The Singita Grumeti Fund..
08 January 2018
At our first meeting of 2018 we were delighted to welcome as speaker Wesley Gold, introduced by Roderick Skinner and who told the story of the Singita Grumeti Fund. This is a not-for-profit organisation, whose mission is to contribute to the conservation of the Serengeti ecosystem in Tanzania.
We heard that the Singita Grumeti concessions are lands rich in flora and fauna and considered by many to be an international treasure; but that uncontrolled hunting and rampant poaching had decimated wildlife populations, in turn plunging surrounding communities into poverty.
What emerged was the sheer scale of the task in balancing the conflicting needs of wildlife, including elephant, wildebeeste, rhino and cheetah, with those of perhaps 80,000 people across some 353,000 acres of unfenced land. And of course the challenge of controlling hunting and poaching - for meat and for ivory. An especial curse is the use of snares, which are poorly monitored and can be forgotten. Perhaps as many as 30 million!
Wesley outlined the methods being used in partnership with local communities and stakeholders. It was interesting to hear of the use being made of modern technology to gather and analyse intelligence; the use of drones to quickly monitor large areas and, most recently, the use of night-vision equipment. The drones used are of advanced design and can remain airborne for five hours at a time - controlled from a central operations room.
The Fund employs 180 dedicated staff, including 104 game scouts, to protect, manage and monitor Grumeti’s concessions and wildlife. Success is being achieved and can be seen where the near-barren plains of ten years ago teem with wildlife once more. The great herds are once again lingering in this region during the annual migrations; a direct result of re-stabilising the fragile ecosystem.
A fascinating talk about a task that remains daunting, covering as it does anti-poaching and law enforcement, community outreach, research and monitoring, relationships and conservation. Following many questions a vote of thanks was proposed by David Mann.
Shell Bay to Ardross..
04 December 2017
We welcomed local botanist Jim Robertson as speaker to our club meeting of 4th /December and were treated to a fascinating talk about the stretch of coast from Shell Bay to Ardross.
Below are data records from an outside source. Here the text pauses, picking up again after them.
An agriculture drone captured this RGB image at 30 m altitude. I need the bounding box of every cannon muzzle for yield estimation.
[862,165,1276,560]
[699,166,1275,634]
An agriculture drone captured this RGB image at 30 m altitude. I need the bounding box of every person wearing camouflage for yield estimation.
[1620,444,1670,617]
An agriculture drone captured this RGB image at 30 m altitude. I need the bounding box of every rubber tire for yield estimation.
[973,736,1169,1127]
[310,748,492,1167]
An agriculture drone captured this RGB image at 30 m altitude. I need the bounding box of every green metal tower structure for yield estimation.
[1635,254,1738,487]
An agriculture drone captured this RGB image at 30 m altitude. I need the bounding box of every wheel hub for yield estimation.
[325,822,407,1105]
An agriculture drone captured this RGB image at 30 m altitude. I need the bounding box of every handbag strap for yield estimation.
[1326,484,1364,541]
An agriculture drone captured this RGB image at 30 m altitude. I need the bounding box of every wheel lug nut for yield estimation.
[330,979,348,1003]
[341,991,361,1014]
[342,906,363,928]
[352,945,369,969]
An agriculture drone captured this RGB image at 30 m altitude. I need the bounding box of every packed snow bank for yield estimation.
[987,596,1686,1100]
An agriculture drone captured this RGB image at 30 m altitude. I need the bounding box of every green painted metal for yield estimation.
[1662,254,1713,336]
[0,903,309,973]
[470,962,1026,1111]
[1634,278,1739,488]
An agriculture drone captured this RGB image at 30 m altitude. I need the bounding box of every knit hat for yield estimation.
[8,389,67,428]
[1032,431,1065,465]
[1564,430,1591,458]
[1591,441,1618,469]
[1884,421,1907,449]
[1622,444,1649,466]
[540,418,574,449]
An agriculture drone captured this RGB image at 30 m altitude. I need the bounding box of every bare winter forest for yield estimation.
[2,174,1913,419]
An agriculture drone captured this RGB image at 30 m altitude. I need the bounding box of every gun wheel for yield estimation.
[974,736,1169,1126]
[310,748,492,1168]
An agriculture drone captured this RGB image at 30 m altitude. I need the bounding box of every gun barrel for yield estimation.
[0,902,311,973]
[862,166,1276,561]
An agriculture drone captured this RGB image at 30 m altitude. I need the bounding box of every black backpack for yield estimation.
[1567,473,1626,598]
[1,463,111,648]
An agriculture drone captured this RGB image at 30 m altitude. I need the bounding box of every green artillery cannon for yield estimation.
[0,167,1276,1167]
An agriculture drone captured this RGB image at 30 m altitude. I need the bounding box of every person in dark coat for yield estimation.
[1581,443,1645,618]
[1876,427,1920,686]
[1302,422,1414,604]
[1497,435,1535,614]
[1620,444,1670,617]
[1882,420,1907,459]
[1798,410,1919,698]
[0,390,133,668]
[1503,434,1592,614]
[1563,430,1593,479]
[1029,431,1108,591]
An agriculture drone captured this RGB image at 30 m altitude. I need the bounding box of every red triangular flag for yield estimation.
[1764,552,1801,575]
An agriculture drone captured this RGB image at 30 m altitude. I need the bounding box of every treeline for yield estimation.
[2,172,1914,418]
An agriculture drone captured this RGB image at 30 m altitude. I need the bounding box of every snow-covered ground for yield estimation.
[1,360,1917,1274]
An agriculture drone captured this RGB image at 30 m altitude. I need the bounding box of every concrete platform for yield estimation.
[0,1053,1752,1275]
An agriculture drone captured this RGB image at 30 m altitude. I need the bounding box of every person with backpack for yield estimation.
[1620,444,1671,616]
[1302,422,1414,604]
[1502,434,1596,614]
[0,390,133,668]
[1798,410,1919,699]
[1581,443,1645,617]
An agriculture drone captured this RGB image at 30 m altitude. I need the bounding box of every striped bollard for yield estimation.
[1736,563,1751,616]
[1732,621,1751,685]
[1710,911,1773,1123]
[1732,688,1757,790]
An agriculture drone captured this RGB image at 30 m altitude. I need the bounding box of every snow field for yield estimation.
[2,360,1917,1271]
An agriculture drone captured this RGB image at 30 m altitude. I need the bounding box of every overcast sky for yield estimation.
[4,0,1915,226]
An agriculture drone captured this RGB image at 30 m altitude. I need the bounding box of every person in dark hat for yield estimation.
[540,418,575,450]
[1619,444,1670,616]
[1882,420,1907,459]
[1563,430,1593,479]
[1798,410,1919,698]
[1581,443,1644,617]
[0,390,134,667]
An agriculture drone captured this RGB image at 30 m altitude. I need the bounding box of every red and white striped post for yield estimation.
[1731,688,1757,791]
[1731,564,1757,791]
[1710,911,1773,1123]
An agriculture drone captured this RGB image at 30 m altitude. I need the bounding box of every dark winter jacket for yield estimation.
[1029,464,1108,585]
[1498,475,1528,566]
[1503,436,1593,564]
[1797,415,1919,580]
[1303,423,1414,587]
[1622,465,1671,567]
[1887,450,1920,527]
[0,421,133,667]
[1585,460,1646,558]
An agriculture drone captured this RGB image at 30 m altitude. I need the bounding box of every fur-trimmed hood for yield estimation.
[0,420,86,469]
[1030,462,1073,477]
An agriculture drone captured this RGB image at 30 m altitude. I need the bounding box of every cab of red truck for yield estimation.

His talk encompassed the botany and geology to be found on a walk along this picturesque part of Fife - with information and detail, much of which was a surprise even to those with long knowledge of the area.
We heard of ancient raised beaches, of ‘The Deil’ and ‘The Doo’ caves, of columnar basalt formations, of limestone outcrops rich in fossils and of the garnets to be found at Ruby Bay.
There was too ‘MacDuff’s Cave’ - reputed to be the place where the Thane of Fife hid from MacBeth - and the more modern and sometime hazardous ‘Chain Walk’.
It was interesting to be reminded of the ruins of WW2 naval defence batteries and the training here of Polish paratroops (and of the story that when they left, their surplus ammunition was buried in a hole at Shell Bay!).
We were able to handle a collection of fossils from the limestone cliffs and garnets from the beach. Some of these latter were of considerable size and it was interesting to learn of the history of jewellery made using garnets from Fife - with examples preserved in Edinburgh’s Chamber Street Museum.
Altogether a fascinating insight to a short stretch of coastline that was, in ancient times, part of a Christian ‘pilgrims way’. An appreciative vote of thanks was proposed by Bill Batchelor.
02 December 2017
Saturday 2nd December saw members of the Rotary Club of Anstruther and the East Neuk, at Anstruther Lifeboat Station to present a Lightchart to the crew. The chart, which shows the position of lighthouses and other light marks in the Forth, will be used in the training of lifeboat crews. The Lightchart was funded by the Rotary club and it is hoped that crews, present and future will find it useful.
Our photograph shows crew and Rotarians, with club president Derek Mathie making the presentation.